Dans cet essai l’auteur s’est donné pour tâche de dégager la « leçon de Fichte ». En effet, qu’a voulu dire Fichte, tant dans ses textes les plus philosophiques que dans ses discours et écrits à l’adresse de tous ? A suivre Philippe Riviale, Fichte serait le frère savant de Gracchus Babeuf : selon lui, ils partagent le même désir de faire venir la vie en nous, de dénoncer l’imposture de la civilisation marchande et de la propriété, fondées sur le déni du moi, tel qu’il est en son impulsion originaire. Le moi, loin d’être déjà constitué, s’élabore dans l’agir et le pâtir par quoi il se fait place dans le monde à venir, qui ne saurait être sans former un « nous » ensemble.
Fichte, tout comme son frère en pensée, ne nous parle pas d’un monde hors de notre atteinte.

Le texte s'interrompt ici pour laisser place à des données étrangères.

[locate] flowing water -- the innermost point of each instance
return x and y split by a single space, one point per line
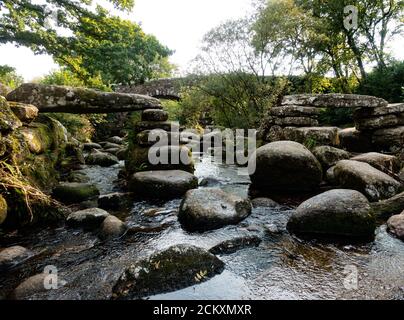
281 267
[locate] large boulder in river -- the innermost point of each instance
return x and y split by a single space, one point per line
73 192
329 156
162 184
389 207
390 140
12 256
8 120
354 140
395 225
382 162
374 184
175 268
79 100
337 213
3 209
25 112
285 166
209 209
89 218
316 135
112 228
102 159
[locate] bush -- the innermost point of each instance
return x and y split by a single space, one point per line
387 83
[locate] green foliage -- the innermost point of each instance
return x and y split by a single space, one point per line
65 77
386 83
88 41
9 77
236 100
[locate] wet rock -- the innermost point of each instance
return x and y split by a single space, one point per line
334 100
30 286
389 140
374 123
397 108
154 115
112 228
78 176
395 225
233 245
330 176
210 182
167 184
115 140
25 112
91 145
209 209
380 161
113 151
8 120
360 176
387 208
37 139
294 111
88 219
3 209
285 166
122 153
265 203
50 98
4 90
159 158
73 192
115 201
329 156
13 256
336 213
312 135
102 159
354 140
110 145
153 125
178 267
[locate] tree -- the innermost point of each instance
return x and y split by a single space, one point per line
9 77
89 42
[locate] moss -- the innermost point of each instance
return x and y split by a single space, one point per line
3 209
70 193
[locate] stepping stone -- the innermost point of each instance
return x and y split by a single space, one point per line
168 184
154 115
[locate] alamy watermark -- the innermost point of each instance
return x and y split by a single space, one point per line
232 147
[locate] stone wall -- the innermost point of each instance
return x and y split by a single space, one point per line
378 125
33 150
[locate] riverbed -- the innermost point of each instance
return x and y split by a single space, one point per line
281 267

Il ne pose pas l’esprit en marche, qui mènerait les hommes malheureux à un fabuleux destin. Par avance, il réfute Heidegger qui prétend nous donner à voir qu’il n’est rien d’autre que ce que nous sommes, en tant qu’existants ; que la pensée de la liberté est l’illusion suprême qui nous cache le devenir qui nous attend. A l’inverse, Fichte nous fait découvrir qui nous sommes, qui nous avons vocation à être si seulement nous acceptons de faire taire en nous le désir de servitude, la crainte des puissants, la croyance en un au-delà réparateur. C’est de la destination de l’homme qu’il s’agit.

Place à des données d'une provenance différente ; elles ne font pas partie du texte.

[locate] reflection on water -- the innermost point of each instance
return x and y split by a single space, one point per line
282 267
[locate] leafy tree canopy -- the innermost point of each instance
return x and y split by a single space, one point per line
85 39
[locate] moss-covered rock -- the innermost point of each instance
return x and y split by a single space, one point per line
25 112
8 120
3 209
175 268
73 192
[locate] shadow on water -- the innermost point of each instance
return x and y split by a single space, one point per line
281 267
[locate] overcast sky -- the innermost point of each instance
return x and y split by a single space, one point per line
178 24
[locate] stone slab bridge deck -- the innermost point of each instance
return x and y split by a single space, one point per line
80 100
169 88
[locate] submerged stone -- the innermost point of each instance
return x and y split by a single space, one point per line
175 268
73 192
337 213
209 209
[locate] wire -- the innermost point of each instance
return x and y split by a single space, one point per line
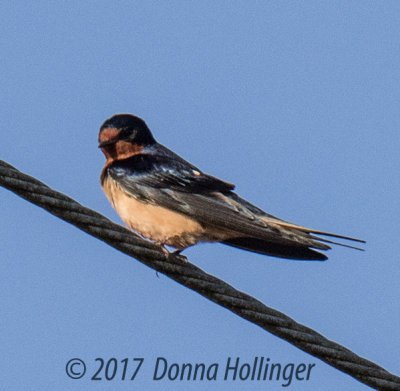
177 268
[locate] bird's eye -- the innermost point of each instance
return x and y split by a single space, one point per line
128 134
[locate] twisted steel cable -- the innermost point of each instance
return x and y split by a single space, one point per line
216 290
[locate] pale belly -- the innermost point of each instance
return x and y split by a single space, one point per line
154 222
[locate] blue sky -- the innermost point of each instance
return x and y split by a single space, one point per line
294 102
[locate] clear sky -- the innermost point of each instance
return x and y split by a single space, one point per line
297 103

Mais Fichte ne fut compris ni de ses contemporains, ni des nôtres. A défaut d’être compris, il fut comparé à Hegel, à Schelling, renvoyé du côté des illuminés, des prémodernes. Cette tendance ne serait pas grave, s’il n’y avait là matière à recherche sur les complications de celui qui voulut annoncer sans répit, comme Babeuf le fit, qu’il n’y a pas de secret. ll est en nous d’aller là où nous conduit notre impulsion, au lieu de stagner misérablement dans des formes d’existence aliénée. Les hommes ne sont pas condamnés à errer sans avenir, nus, ignorants et traîtres à eux-mêmes. C’est de l’écoute de ce projet – fonder un vivre-ensemble par libre choix – que dépend la chance d’un éveil à l’autonomie et à l’humain.